04/06/2024 05:15PM  
Saberboys: "I used to use the collapsible cube, but they would get pin holes every other season. I have switched to the Wolverine Tuff Bottle and love them.


Wolverine "

Looks pretty good. It checks all my boxes except one: largemouth opening for filling (eg. off the side of a canoe mid-lake).
 
04/07/2024 10:53AM  
We've begun using waterproof bags. Big opening, easy to close, handle for carrying. One of our crew scoops water into his over the side of the canoe. I prefer to leave the bag in the canoe and scoop water with a pan, then dumping it into the bag. We also have a plastic cube plus the other crew member has one also. His is more rigid, ours is easier to put in a pack.

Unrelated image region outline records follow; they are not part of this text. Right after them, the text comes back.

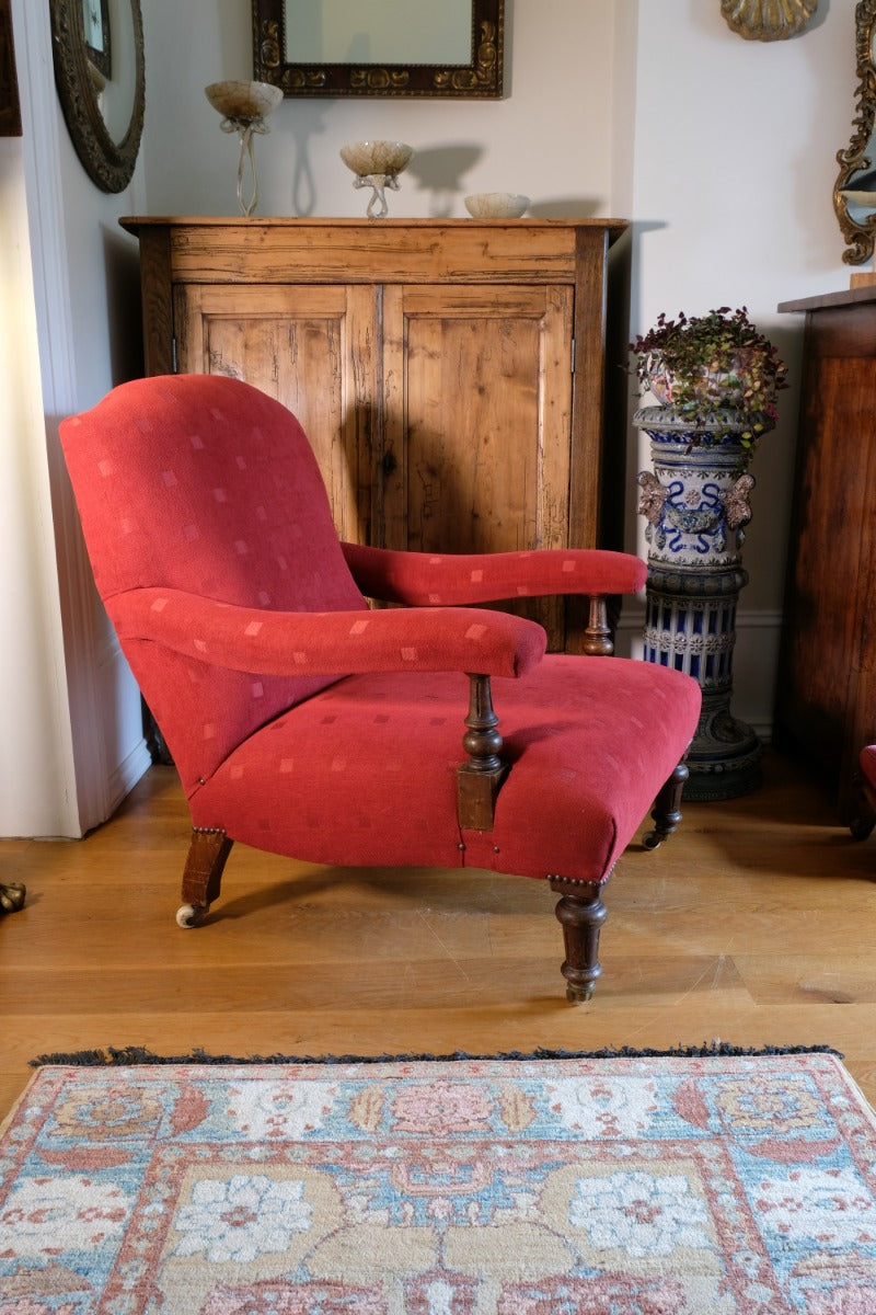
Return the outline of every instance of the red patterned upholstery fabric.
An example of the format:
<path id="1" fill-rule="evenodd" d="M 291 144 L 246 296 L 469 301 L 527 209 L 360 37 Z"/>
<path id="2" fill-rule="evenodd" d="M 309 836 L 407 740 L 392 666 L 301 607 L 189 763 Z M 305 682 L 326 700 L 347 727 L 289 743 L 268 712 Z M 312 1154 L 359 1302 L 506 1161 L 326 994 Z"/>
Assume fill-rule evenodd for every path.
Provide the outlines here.
<path id="1" fill-rule="evenodd" d="M 197 827 L 311 861 L 607 878 L 686 752 L 699 685 L 544 656 L 535 622 L 465 605 L 629 592 L 641 562 L 341 546 L 301 426 L 239 380 L 125 384 L 62 441 L 97 586 Z M 461 832 L 456 811 L 470 671 L 495 677 L 511 763 L 490 832 Z"/>
<path id="2" fill-rule="evenodd" d="M 865 744 L 859 757 L 860 771 L 871 790 L 876 792 L 876 744 Z"/>

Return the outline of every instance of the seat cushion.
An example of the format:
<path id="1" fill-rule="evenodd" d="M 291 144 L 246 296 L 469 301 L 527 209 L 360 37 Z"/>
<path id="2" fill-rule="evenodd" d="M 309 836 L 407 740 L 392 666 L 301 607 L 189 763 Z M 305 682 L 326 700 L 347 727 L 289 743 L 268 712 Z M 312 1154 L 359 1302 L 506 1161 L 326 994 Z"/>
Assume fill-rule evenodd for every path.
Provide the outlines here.
<path id="1" fill-rule="evenodd" d="M 860 751 L 860 769 L 872 790 L 876 790 L 876 744 L 865 744 Z"/>
<path id="2" fill-rule="evenodd" d="M 549 655 L 493 681 L 511 763 L 491 832 L 461 832 L 462 675 L 352 676 L 256 731 L 189 800 L 196 826 L 306 861 L 600 882 L 683 757 L 700 690 L 624 658 Z"/>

We hang a bag of water and hook a filter to it to drain into the cube for drinking water. The other bag can be for cooking or washing up.
 
schweady
distinguished member(8091)distinguished memberdistinguished memberdistinguished memberdistinguished memberpower member
  
04/07/2024 05:41PM  
RMinMN: "We've begun using waterproof bags. Big opening, easy to close, handle for carrying."
Which bag is this?

The best I've used so far is the 4 gal Innate Aqueduct Water Transporter. Got two of them from MEC before they were discontinued.

The big mouth roll-top closure is not easy to close well, especially if I get greedy about maximum fill, and when filling mid-lake, plenty is spilled in the bottom of the canoe on the way back to camp. If the water is clear enough, filling while wading out a bit solves that somewhat. It's a strong, reliable bag.